The second host was equally direct. "It's really cool because it's an angle that rugby's not really taken before. It's not really taken the brave step to lean into. And I say brave like it's a bit of a tap-in, but in what rugby traditionally is — where there will be people who look at it and go like, no, a proper rugby man is Peter Winterbottom rather than Henry Pollock, who is a very different character. He's the sort of character a lot of the older audience, the more traditional rugby audience, have had a really hard time accepting is a part of this sport."
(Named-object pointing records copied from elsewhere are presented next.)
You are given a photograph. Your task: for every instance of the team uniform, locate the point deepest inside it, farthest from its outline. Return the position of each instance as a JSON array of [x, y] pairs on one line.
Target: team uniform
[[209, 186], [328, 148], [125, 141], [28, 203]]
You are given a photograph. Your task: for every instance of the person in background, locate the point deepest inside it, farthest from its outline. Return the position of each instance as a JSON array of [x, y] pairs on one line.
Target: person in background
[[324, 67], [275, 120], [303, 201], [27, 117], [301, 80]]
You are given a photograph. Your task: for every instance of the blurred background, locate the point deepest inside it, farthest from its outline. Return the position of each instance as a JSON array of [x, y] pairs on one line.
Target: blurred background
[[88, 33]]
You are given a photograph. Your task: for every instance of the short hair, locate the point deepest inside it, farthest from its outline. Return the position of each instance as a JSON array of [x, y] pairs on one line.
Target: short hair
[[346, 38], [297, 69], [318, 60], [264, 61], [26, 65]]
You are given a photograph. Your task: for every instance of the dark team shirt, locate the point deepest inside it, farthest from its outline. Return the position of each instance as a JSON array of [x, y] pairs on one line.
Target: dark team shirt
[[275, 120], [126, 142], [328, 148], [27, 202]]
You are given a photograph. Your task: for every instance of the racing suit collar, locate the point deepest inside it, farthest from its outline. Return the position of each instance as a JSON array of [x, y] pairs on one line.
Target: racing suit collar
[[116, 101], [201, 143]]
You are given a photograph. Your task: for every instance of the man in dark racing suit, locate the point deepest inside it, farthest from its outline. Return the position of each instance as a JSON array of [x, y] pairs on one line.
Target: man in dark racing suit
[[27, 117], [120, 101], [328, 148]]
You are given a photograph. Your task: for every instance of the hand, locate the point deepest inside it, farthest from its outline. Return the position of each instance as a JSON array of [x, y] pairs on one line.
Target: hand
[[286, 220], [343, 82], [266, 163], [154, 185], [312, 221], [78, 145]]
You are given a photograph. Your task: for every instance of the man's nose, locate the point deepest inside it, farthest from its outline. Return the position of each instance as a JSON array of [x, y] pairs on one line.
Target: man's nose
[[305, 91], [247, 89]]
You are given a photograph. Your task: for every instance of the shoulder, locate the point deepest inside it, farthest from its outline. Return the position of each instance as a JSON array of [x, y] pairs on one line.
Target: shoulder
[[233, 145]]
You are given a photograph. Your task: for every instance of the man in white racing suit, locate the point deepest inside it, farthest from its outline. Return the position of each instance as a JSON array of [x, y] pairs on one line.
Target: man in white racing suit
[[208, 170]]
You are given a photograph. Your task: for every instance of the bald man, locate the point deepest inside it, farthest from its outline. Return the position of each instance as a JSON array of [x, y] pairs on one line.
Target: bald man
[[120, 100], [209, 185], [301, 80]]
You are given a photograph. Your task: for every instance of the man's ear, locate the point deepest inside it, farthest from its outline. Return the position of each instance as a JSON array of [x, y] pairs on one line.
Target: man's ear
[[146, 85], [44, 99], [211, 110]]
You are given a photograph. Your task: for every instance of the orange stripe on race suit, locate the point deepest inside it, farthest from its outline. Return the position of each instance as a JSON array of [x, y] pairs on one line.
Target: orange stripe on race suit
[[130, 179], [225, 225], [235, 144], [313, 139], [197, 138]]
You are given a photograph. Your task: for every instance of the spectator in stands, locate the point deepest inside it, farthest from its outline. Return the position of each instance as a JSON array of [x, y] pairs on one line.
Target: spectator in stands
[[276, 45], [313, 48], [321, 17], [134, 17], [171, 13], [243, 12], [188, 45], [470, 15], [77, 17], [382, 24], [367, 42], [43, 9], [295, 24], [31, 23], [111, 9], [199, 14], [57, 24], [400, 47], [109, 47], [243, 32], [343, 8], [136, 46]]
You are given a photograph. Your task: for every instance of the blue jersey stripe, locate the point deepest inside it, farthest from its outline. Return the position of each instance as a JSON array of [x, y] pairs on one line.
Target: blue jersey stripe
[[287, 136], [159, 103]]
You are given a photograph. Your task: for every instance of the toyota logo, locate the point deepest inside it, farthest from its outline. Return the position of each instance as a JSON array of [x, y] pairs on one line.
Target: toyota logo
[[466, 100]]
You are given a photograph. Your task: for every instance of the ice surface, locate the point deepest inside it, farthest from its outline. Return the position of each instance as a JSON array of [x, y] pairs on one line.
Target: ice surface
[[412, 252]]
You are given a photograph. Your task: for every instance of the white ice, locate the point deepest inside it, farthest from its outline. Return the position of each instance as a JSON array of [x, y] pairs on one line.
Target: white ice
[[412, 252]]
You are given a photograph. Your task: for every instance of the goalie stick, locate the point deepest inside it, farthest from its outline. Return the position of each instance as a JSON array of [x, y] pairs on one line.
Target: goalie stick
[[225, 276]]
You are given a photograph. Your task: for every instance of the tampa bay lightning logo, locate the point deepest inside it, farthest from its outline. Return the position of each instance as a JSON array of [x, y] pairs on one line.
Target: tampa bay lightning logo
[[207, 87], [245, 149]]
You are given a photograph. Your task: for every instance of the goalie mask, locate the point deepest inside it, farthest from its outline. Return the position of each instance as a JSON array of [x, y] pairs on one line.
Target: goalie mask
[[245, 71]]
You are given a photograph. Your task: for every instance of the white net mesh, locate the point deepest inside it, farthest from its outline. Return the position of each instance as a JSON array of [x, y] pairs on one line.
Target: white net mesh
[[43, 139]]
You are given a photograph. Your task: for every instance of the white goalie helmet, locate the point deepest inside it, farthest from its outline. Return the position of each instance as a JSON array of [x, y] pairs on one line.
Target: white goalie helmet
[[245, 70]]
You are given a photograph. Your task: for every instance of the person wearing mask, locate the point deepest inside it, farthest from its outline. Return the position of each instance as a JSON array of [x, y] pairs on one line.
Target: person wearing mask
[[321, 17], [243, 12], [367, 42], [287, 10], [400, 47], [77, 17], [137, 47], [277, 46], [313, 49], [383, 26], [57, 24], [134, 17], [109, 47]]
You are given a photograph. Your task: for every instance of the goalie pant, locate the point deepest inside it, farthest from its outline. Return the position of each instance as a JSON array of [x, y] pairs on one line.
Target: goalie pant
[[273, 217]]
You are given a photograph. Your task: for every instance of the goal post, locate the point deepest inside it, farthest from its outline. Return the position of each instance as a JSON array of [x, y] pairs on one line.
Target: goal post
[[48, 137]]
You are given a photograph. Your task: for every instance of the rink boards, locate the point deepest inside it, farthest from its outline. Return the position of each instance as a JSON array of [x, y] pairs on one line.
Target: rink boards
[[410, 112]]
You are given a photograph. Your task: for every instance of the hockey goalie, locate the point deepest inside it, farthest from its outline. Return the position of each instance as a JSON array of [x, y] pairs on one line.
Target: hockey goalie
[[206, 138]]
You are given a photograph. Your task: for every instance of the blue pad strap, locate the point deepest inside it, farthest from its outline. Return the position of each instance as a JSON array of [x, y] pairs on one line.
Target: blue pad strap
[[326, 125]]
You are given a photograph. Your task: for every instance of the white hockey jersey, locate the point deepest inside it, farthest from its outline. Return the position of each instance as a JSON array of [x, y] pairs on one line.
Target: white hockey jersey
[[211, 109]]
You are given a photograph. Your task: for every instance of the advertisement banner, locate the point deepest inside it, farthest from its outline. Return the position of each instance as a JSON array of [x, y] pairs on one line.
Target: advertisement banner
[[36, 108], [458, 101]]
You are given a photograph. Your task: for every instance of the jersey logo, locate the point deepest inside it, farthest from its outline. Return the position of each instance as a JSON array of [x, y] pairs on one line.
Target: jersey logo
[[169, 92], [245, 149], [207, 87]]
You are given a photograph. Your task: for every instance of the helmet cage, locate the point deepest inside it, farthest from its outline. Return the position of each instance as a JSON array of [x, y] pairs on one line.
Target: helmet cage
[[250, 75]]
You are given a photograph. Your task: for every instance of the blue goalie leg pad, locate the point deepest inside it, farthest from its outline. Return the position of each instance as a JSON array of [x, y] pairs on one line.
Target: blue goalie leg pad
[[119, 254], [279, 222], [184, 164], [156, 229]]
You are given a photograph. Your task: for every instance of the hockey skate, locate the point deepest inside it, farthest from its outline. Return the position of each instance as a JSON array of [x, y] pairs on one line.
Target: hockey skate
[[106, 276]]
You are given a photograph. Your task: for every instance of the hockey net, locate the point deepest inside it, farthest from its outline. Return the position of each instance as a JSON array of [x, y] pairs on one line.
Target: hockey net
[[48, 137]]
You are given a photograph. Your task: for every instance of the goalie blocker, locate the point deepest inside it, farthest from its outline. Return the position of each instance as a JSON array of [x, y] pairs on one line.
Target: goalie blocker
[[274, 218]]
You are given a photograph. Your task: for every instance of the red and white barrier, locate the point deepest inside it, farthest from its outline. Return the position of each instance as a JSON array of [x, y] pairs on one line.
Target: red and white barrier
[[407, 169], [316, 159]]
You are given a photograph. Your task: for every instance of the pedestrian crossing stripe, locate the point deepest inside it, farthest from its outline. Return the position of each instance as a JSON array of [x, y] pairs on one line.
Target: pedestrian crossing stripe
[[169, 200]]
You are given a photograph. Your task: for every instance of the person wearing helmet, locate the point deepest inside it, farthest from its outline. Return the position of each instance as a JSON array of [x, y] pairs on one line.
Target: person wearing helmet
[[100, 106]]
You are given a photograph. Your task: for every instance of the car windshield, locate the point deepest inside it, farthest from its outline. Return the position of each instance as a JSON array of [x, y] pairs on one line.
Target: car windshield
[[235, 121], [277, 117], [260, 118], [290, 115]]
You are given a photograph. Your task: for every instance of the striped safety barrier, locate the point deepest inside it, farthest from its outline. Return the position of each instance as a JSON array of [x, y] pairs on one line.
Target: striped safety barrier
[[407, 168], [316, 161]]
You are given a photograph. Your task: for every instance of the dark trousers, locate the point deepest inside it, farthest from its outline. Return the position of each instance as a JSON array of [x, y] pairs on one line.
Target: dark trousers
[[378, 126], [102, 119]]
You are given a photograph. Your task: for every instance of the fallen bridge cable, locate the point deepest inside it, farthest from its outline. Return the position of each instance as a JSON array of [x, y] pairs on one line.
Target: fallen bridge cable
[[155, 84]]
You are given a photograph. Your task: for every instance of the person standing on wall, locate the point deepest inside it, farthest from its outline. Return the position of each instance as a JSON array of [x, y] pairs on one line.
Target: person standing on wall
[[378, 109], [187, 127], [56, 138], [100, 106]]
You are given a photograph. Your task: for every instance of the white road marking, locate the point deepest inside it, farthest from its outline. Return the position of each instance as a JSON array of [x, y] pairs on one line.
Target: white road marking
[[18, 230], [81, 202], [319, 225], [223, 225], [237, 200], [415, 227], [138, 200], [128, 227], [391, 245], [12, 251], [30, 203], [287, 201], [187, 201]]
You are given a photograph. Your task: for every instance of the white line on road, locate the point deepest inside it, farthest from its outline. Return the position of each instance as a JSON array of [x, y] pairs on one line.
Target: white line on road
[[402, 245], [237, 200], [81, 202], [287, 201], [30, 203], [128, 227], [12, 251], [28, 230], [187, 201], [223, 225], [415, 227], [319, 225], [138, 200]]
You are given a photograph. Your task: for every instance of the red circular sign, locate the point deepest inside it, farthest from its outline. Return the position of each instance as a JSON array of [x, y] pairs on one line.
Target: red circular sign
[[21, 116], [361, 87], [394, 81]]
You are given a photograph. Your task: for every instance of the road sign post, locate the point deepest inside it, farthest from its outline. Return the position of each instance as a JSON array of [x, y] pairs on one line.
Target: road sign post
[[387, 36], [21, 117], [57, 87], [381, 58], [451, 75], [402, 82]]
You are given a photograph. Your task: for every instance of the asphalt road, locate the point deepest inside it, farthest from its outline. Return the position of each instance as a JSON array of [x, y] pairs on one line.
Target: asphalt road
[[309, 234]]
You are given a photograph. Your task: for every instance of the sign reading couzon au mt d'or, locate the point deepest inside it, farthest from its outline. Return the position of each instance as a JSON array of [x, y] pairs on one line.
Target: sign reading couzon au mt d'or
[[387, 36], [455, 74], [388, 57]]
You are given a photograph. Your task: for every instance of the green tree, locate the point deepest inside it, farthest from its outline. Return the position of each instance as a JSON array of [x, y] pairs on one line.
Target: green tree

Tuipulotu's intervention lands during a structural moment for the code. Premiership Rugby is moving to a franchise model. The Top 14 has signing-policy clubs like Bristol Bears now talking publicly about Instagram followings and off-field personality alongside playing CVs. Eddie Hearn's involvement is, in Squidge Rugby's reading, the first time rugby has had a serious outside marketer who looks at the sport and sees commercial potential rather than tradition.
The Scotland captain has done what coaches generally try not to. He has told the truth on the record. Glasgow will close out the URC regular season under his captaincy. England, France and Ireland will watch him for the next two seasons through the lens of a player who has now broken the omertà about what rugby values actually are and aren't.
Whether that conversation continues with the governing bodies, or whether it stays a player-led one driven by Tuipulotu, Russell, Pollock and the next wave coming behind them, is what the rest of 2026 will decide.